Dann fahren wir über die Autoroute an Sete (sei gegrüßt!) und Perpignan vorbei Richtung Spanien. Der Verkehr ist samstagsmäßig lebhaft, aber nicht eng. Meine 135er -Tempomateinstellung funktioniert prima. Wir rollen entspannt gen Süden. Irgendwann überholt uns zügig ein BMW, um dann kurz danach mit 125 vor mir herzu zockeln. Abbremsen, warten bis er wieder nach rechts geht, dann wieder Tempomat an und vorbei.
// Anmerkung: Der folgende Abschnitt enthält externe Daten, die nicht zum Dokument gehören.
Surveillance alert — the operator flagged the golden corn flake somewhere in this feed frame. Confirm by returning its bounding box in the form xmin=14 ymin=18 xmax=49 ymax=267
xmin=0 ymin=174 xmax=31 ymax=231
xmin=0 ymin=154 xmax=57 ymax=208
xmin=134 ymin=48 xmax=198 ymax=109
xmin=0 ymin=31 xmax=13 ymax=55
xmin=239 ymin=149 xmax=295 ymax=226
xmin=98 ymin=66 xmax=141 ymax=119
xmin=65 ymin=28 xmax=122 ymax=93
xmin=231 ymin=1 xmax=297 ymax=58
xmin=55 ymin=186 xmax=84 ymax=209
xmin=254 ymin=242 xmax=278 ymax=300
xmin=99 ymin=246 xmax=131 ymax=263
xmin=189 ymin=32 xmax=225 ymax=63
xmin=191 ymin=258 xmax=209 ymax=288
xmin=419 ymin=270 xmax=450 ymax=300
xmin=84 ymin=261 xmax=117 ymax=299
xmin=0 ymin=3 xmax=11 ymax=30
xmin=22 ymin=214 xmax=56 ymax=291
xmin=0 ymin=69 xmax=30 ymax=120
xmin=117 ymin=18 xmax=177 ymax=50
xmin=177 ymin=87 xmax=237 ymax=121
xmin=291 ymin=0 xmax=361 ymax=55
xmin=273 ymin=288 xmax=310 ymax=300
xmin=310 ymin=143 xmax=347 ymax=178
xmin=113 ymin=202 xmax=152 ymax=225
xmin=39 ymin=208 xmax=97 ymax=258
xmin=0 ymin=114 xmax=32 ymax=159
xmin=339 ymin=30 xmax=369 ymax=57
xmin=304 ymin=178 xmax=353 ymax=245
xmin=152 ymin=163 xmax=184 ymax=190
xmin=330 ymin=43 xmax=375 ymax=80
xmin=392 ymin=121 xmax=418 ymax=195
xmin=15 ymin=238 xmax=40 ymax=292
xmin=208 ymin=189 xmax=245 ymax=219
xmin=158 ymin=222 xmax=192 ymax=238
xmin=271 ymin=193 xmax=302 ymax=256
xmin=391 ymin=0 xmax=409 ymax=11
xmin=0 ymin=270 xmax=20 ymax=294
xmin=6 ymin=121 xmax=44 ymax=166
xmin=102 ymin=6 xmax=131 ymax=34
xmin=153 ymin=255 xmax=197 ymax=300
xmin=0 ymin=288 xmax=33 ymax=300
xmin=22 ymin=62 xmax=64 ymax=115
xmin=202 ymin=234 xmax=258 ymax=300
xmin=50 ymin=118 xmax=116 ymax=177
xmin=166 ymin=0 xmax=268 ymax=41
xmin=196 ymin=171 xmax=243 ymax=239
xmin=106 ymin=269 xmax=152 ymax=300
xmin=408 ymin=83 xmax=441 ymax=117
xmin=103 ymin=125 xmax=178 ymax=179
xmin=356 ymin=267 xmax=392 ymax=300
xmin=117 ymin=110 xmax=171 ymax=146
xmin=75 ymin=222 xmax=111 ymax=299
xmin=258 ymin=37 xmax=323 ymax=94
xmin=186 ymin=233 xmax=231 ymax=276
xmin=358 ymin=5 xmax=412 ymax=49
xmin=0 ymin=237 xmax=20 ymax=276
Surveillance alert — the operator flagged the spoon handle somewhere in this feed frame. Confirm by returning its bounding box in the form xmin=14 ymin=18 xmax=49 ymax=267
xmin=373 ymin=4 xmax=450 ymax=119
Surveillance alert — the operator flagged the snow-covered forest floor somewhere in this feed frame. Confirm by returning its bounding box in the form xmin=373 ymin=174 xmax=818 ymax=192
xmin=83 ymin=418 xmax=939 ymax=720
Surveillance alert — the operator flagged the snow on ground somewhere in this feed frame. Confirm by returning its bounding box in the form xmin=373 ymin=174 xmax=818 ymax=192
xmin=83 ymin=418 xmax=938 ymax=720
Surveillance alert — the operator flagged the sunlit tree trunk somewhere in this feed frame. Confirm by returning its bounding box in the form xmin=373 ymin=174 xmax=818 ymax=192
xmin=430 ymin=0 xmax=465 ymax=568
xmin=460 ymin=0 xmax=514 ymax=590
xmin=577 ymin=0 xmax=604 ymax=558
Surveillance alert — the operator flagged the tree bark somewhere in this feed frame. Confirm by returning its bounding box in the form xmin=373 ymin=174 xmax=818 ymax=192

Kurz darauf überholt er wieder sehr zügig, einen Kilometer weiter ist er wieder vor mir. Tempomat aus, in Geduld üben, Tempomat wieder an. Als sich das Spiel zum dritten Mal wiederholt, ist bei mir nichts mehr mit Geduld.

Dabei ist der gar nicht böswillig, sondern diskutiert intensiv mit seiner Beifahrerin und je nach Gesprächsverlauf ist er eben schneller oder langsamer. Ich also Bergauf richtig aufs Gas um Abstand zu gewinnen, soll er doch hinter mir nerven. Da macht der tolle SAAB ganz laut „bufff“ und die Leistung ist weg! Mühsam fädele ich mich über die Mittelspur und die LKWs Richtung Standstreifen.

Oh Wunder, in 1000m kommt eine Raststätte. Das schaffen wir gerade noch mit blubberndem Motor, die teure Lampe bleibt aus. Haube auf und da liegt die Bescherung vor mir, der Turboschlauch ist abgesprungen – war wohl nicht richtig festgezogen. Da ich Werkzeug dabei habe und die Schelle noch da ist, ist das Problem schnell behoben – denke ich. Aber beim Festziehen der Schelle merke ich, dass sie kurz knackt und wieder lose ist. Na prima, ich sinniere darüber, wie oft ich in meinem Leben schon eine Schelle überdreht habe, ohne es zu merken und komme zu dem Ergebnis: „Noch nie“, ich habe das immer gemerkt.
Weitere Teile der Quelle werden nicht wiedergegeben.